Juju is focused on application management, not configuration file management. The model groups a set of such applications, each of which is associated with a charm operator package.
The application might be deployed on the model substrate by the operator, or it could also be SAAS, or a proxy charm which represents a physical or software appliance accessible on the network which the charm can control remotely.
In each model, a set of applications are described in a graph representing lines of integration between endpoints from their charm metadata. Each application has an associated scale, which maps to the number of instances of that application which will be clustered together.
A key outcome from the Juju OLMs ability to model integration is that complex scenarios are handled through operator composition. It is much more effective to compose reusable elements which are designed to “do one thing well”, than it is to create a custom and unique body of code that reflects a unique and complex situation.

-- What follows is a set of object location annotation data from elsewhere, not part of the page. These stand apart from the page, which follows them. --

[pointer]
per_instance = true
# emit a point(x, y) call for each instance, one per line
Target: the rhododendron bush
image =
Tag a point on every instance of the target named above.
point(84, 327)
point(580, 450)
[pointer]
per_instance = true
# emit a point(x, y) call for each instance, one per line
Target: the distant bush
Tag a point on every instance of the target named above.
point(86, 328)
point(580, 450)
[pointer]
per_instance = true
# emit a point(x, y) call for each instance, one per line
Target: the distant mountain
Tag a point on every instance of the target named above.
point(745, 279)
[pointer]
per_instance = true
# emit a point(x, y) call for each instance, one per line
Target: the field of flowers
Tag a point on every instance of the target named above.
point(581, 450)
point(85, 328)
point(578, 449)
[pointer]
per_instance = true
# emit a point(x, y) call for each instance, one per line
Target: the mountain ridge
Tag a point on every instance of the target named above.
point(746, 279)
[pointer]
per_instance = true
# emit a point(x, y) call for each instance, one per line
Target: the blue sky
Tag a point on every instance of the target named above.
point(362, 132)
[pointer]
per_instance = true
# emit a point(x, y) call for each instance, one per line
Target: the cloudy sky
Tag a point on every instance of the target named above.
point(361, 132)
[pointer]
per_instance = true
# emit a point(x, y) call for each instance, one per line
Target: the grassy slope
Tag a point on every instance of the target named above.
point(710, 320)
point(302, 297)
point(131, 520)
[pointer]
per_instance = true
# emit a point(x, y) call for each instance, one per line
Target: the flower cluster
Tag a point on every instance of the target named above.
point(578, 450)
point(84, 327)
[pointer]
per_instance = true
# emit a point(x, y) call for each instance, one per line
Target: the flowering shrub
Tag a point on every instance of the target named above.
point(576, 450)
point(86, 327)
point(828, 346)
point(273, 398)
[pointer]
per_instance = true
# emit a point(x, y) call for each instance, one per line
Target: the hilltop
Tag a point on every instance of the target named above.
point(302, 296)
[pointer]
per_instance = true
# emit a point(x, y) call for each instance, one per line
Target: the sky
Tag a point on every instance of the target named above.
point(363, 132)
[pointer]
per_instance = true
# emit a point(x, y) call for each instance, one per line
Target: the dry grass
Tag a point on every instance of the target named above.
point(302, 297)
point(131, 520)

Integration is generally done between applications in the same model. However, it is also possible to integrate applications in two different models with the permission of admins on both sides. This allows one group to offer a service to another group, a form of ‘homegrown SAAS’.
The central component of the operator lifecycle manager is the controller, which can be highly available, and provides APIs for web GUI dashboards, CLI interfaces, and services to agents which drive the actual operators.
The Juju CLI, controller, and agent are all golang binaries. The operators themselves are invoked to handle specific lifecycle and integration events associated with their particular application unit.
JAAS.ai is a cloud-hosted SAAS OLM offering. JAAS (“Juju as a service”) is also available on premise to create a single unified enterprise multi-cloud OLM capability with audit, access controls and a unified view of operators on both public and private estate, on Kubernetes and on machines.